# Black Locust....



## Fishbucket (Aug 18, 2010)

After I made up the dutchmans for the old bucksaw I have out of some Black Locust. I want to nab a few pieces to take with me to the new house. 
I know that it floureses under Black light and figured it's a good contrasting wood for some Duckcalls, jewlery boxes and such I want to make. 
Out back in the field here at the house, I moved the fence behind some old growth wood,bushes and blackberrys to let the goats eat it down. The landlord and I cut up some of the Black locust trees that had fallen over. 

It's still a mess but most is bucked up. 




















There's a mama Fox and two kits living under the laydown.









So I grabbed the chainsaw and went to town. But, boy this stuff is tough..










Now this is where you guys come in... I brought them up to the shop and hacked off the bark. 










I know the cut ends check real bad.. within a few hours infact. 
So I took some waterbased clear and painted the ends and cut sides.










I'm hoping that this will do the trick. I dont have a way to quick dry it out. and I'm not going to need any of it for 6 months to a year... 

Did I do alright? what would you have done? I have a couple more 4-5' logs to do it again.


----------



## BigJim (Sep 2, 2008)

That is some pretty wood but it is harder than superman's knee caps. The more it dries the harder it gets. If I were trying to keep some lumber from splitting I would have done the same as you did.

I have seen folks use the Black Locust for fence post and later the posts sprouted leaves, it is some tough wood.


----------



## Fishbucket (Aug 18, 2010)

yeah, I was reading up that they brought it over for just that... fence posts, because it was so hard to put a tool thru. 
They have had them last close to 100 yrs in the ground. And I believe it too. some of the down trees out back the landlord says been there 40 yrs. and narry a punky spot or rotten where it laid on the ground. 
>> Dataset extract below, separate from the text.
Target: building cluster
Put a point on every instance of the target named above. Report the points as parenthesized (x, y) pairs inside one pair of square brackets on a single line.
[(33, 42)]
We ate a couple chains getting thru the dead/dry stuff. :thumbdown: 
I'm mostly going to use it for small parts and inlays... maybe some gun grips.... heck, I may just use them for stepping stones.:laughing:


----------



## TexasTimbers (Oct 17, 2006)

I can already tell that's going to be some eye candy. BL can be plain like any wood, but is beyootiful when it shows the color spectrum of the species in a single short section like yours appears to have. Nice find.





>


----------